Over the next few months, the key setup is validation of the Manitoba and Merritt deployments into real revenue. If contracts and utilization show up, the market can start valuing Hive as a hybrid miner-plus-AI infrastructure name rather than a pure crypto proxy.
Structurally, Hive is betting that Bitcoin mining can serve as a financing layer for compute infrastructure, creating a more durable hybrid model.
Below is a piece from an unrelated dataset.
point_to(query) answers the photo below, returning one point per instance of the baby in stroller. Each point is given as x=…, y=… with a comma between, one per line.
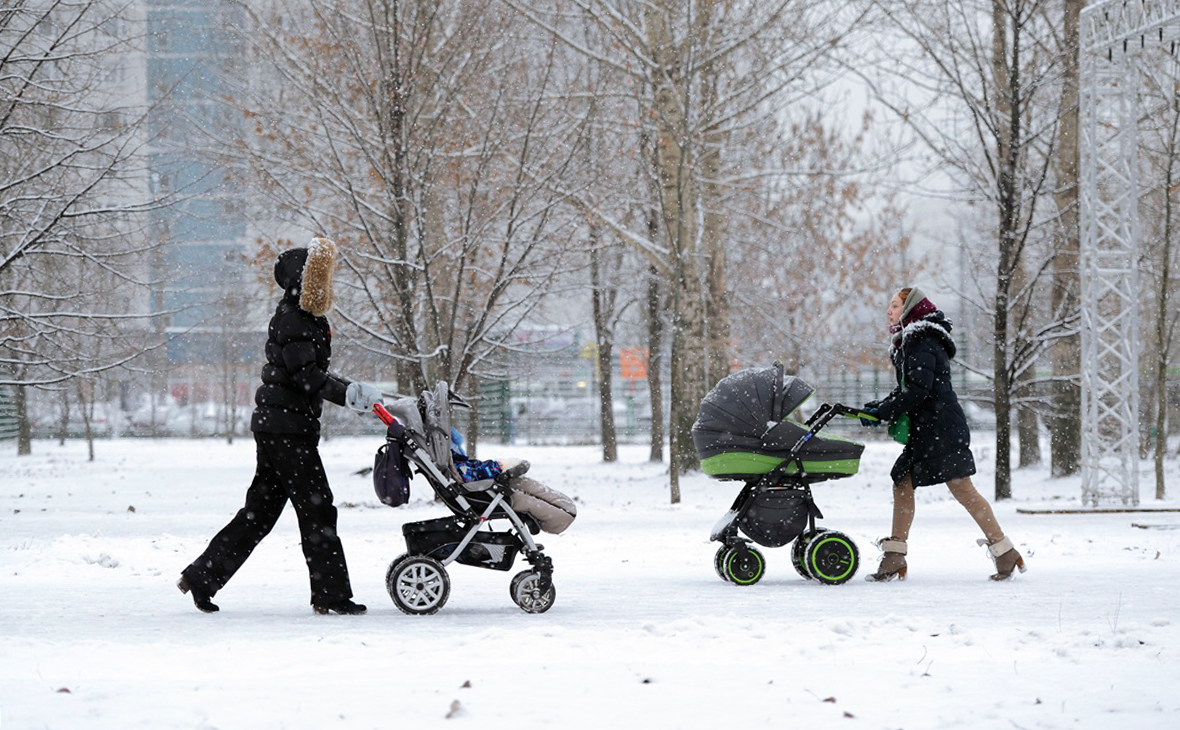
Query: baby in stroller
x=552, y=511
x=419, y=438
If that works, it signals a broader shift where miners migrate toward energy-backed AI capacity; if not, the business remains a volatile BTC-levered miner.
Hive Digital just completed a fiscal year of record numbers and strong growth.
The CFO explicitly describes the results as record-breaking.
Bitcoin mining expansion in Paraguay, from 6 EH/s to 25 EH/s, was a major driver of the year’s growth.
He ties operating expansion directly to fiscal-year performance.
Hive is deliberately keeping Bitcoin as a core business because it funds the broader expansion plan.
He says the company is embracing Bitcoin rather than pivoting away from it.
Can you talk about the company’s financial results for the fiscal year end and the record numbers once again?
Daubaras says the year featured record growth driven by Paraguay mining expansion and the early scaling of the dual-engine strategy.
Can you explain the digital Bitcoin part and how it continues to support the business?
He says Hive continues to embrace Bitcoin because it powers the company forward and funds expansion into data centers, supported by a highly efficient Paraguay fleet.
Can you talk about the computing side and the path ahead for that part of the story?
Daubaras says the current $20 million run rate comes from older NVIDIA-based builds, while Bell-linked Canadian capacity and customer MoUs could lift run rate to $35 million and then $200 million by year-end.